By Rachel Rowe
Some members of Ottawa’s immigrant community are split over Mayor Bob Chiarelli’s recently unveiled plan to help foreign-trained professionals find jobs in their chosen fields.
In his first campaign policy statement, Chiarelli proposed the creation of a city program that would hire 100 foreign-trained professionals over four years as apprentices.
The apprenticeships would last one year and pay $20,000, providing new Canadians with the employment experience they need to find full-time jobs in their fields.
Fred Awada, executive director of the Lebanese and Arab Social Services of Ottawa, says Mayor Chiarelli “has it right.”
Besides the language barrier, having their foreign credentials recognized is the biggest hurdle most immigrants encounter when trying to find a job, Awada says. By helping them obtain relevant work experience in Canada, Chiarelli’s new program would help immigrants avoid the dreaded catch-22 of no-experience no-job.
“He is spearheading the initiative to assist immigrants and doing so in a qualitative way,” Awada says, adding that Chiarelli has always been “very cognitive of the needs of new immigrants.”
Chiarelli says half of the almost 7,500 immigrants who arrive in Ottawa annually have post-secondary degrees, but their skills are not recognized by most employers and professional certification bodies.
“These barriers are depriving our community of the talents and skills of individuals with global experience,” Chiarelli said in his statement.

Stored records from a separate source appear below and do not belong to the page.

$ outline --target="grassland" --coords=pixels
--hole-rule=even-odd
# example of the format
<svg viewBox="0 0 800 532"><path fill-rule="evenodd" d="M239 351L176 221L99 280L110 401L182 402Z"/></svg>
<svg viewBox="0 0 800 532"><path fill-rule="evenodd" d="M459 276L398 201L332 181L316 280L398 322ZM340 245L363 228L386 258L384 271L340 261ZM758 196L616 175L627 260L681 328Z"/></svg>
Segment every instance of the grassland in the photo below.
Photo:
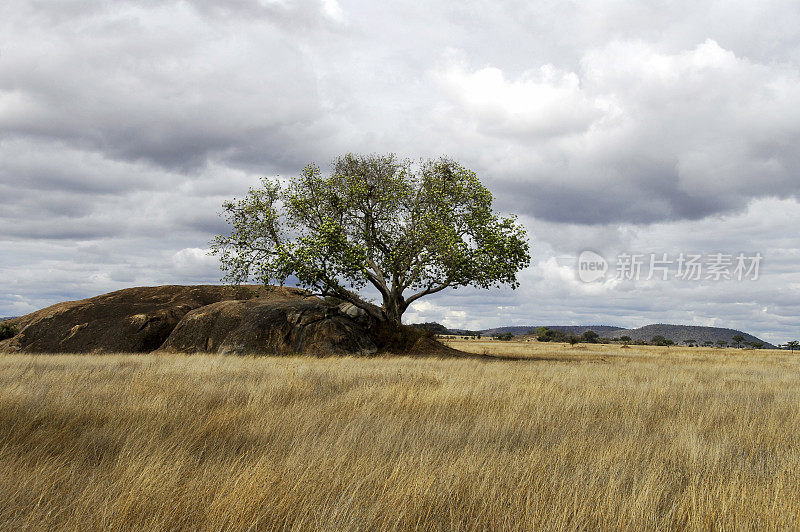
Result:
<svg viewBox="0 0 800 532"><path fill-rule="evenodd" d="M0 529L797 529L800 356L0 356Z"/></svg>

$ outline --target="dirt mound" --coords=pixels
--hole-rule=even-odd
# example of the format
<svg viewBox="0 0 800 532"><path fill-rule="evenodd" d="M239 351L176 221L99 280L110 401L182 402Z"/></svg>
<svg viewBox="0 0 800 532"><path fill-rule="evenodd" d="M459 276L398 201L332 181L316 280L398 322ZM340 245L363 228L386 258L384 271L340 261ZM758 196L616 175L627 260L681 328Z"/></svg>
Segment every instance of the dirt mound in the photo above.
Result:
<svg viewBox="0 0 800 532"><path fill-rule="evenodd" d="M465 353L464 351L459 351L458 349L453 349L452 347L447 347L446 345L442 344L436 338L428 338L422 337L416 342L414 345L406 351L405 353L409 356L434 356L434 357L465 357L469 356L470 353Z"/></svg>
<svg viewBox="0 0 800 532"><path fill-rule="evenodd" d="M165 351L371 354L367 324L319 299L222 301L186 314Z"/></svg>
<svg viewBox="0 0 800 532"><path fill-rule="evenodd" d="M58 303L9 320L18 333L0 351L33 353L148 352L157 349L190 311L226 300L298 300L295 288L155 286Z"/></svg>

In addition to the apprenticeship program, Chiarelli says the city would also create 200 voluntary positions to help immigrants get experience in their fields. He also says he would lobby the provincial and federal governments to increase cash support for such programs.
In the spring, the provincial government committed $3.8 million to a pilot project in Ottawa to create seven new training programs for immigrants with foreign credentials in trades like health care and agriculture. These programs, available through Algonquin College and other institutions, would help skilled immigrants qualify faster to work in their professional fields.

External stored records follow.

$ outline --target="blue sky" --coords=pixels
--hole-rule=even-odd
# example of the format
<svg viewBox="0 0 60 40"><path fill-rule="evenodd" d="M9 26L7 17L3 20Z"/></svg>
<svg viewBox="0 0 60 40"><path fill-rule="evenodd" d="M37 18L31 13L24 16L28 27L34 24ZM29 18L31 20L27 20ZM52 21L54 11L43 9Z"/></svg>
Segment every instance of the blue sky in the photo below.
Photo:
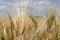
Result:
<svg viewBox="0 0 60 40"><path fill-rule="evenodd" d="M12 12L15 10L15 4L21 5L24 0L0 0L0 16L5 16L6 12ZM56 6L60 8L60 0L29 0L31 6L29 10L33 15L44 16L45 10L49 6ZM27 0L25 0L27 2Z"/></svg>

But not everyone in the immigrant community agrees that government programs, like the one Chiarelli is proposing, are effective.
Rukia Warsame, a settlement counselor at the Somali Centre for Family Services, says these new programs are great, but not always realistic.

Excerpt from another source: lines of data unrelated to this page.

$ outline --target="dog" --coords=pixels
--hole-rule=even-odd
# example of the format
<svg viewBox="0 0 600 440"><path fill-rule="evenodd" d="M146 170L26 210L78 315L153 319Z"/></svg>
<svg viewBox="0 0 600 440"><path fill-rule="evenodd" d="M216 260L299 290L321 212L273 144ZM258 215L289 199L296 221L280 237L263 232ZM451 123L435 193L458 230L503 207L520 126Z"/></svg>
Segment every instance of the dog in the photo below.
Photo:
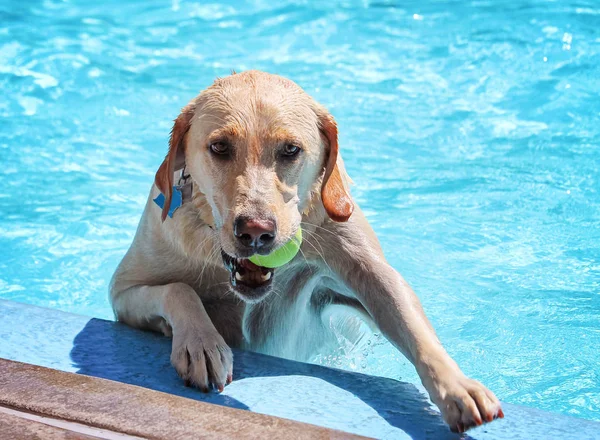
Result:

“Most of these people don’t have time for courses and volunteering. They have families to support,” she says.
Much larger changes are needed on a government level to really help foreign-trained professionals find jobs in their fields, Warsame says.
Many newcomers become frustrated upon moving to Ottawa while trying to update their credentials and find relevant work experience, she says.
“Lots of people with degrees are sitting idly,” she says. “They’re forced to drive taxis and deliver pizzas. It’s shameful.”
If implemented, Chiarelli’s program would help some new Canadians get their foot in the door, but not address the larger issue of immigrants with post-secondary degrees that are not recognized by employers, Warsame says.
“If you have children at home you don’t have time for that,” she says. “You need a job right away so you take whatever you can get.Unless regulations are relaxed, there’s nothing they [the immigrants] can do.”